Canada's Bombardier on Thursday blamed a waning appetite for private jets from Chinese tycoons and Russia's oligarchs for forcing it to cut 1,750 jobs and slow down production of its high-end business jets.
The production cuts for the Global 5000 and 6000 - which whisk chief executives and plutocrats between continents - are the latest setback as Bombardier grapples with the high costs and lacklustre order book of its C Series commercial jet.
However, Bombardier's description of the market bemused its leading competitor and a senior analyst, who both predict continued strong demand from the rich to fly around in the ultimate in luxury.
Bombardier said that "current economic conditions and geopolitical issues" in Latin America, China and Russia had hit its new orders across the business jet market.
Yet Richard Aboulafia, an analyst at the Virginia-based Teal Group, insisted that the global corporate jet market continued to enjoy growth - "not great growth, but OK growth".
Demand for the very largest corporate jets has remained resolutely robust since the financial crisis, according to Teal figures. The aggregate value of annual deliveries of jets costing more than $26m grew 29 per cent between 2008 and last year. Annual deliveries of aircraft costing less than $26m fell 52 per cent over the same period.
Mr Aboulafia blamed Bombardier's rapid recent increases in production for its decision to cut back. Its two rivals in the large business jet market - France's Dassault Aviation and General Dynamics' Gulfstream - had increased production more slowly and reported no such need to slow down.
"This idea of shrinking in this market - that's so far a Bombardier problem and I think it will stay that way," Mr Aboulafia said.

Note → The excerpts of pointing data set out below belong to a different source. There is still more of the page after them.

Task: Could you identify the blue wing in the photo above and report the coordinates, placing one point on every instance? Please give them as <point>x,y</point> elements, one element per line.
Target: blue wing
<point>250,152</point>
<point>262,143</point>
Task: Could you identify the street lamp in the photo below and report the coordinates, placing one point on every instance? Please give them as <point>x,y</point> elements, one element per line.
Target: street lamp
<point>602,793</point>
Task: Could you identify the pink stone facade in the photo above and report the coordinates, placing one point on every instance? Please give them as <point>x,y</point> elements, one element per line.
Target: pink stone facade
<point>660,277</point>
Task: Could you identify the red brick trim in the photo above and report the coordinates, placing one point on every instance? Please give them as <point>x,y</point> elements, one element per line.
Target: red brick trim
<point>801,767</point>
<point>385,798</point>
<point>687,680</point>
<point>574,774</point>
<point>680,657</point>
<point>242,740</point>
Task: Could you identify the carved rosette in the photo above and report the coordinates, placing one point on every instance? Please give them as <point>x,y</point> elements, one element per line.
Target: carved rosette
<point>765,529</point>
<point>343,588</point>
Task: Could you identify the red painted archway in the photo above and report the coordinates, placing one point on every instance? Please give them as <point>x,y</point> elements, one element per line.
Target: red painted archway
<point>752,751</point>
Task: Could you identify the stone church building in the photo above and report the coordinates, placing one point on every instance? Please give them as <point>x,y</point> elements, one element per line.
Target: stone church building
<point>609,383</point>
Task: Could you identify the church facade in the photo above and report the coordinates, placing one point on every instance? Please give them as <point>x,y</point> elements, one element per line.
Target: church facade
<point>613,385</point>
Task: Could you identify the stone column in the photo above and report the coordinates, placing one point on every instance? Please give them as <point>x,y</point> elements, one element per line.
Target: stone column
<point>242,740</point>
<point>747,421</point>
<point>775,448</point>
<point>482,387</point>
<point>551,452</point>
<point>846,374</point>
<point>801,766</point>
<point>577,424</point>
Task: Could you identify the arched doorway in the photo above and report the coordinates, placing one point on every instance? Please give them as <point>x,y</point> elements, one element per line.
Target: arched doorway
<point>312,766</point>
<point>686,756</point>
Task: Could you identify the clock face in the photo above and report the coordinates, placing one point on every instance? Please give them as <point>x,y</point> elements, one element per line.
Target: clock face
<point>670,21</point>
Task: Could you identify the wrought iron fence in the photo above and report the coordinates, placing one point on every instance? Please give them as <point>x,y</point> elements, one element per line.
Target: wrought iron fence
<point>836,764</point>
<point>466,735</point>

Gulfstream confirmed it was standing by its forecast that in 2015 it would produce 115 large-cabin aircraft, about the same as last year, and 10 more medium-cabin aircraft than in 2014.
Bombardier declined to comment on how its strategy compared with competitors'. Teal predicts that Bombardier will produce 75 Global 5000 and 6000 aircraft this year and 69 in 2016. The company built 80 of the two models in 2014.
Up to 1,000 of the Bombardier job cuts will fall around Montreal, 480 around Toronto and 280 in Belfast, in Northern Ireland, the company said.
Bombardier announced in a profit warning in January that it was halting development work on a smaller business jet, the Learjet 85. It announced last week that it was planning an IPO of its train making business later this year.
Bombardier has been struggling to fund the $5.4bn development cost of the C Series - intended to compete with Boeing's 737 and Airbus's A320 family. The company has won only 243 firm orders for the aircraft, below its target of 300.
Bombardier's B Shares, which have fallen by a third since the start of the year, were up 3.1 per cent at lunchtime in Toronto, to C$2.63.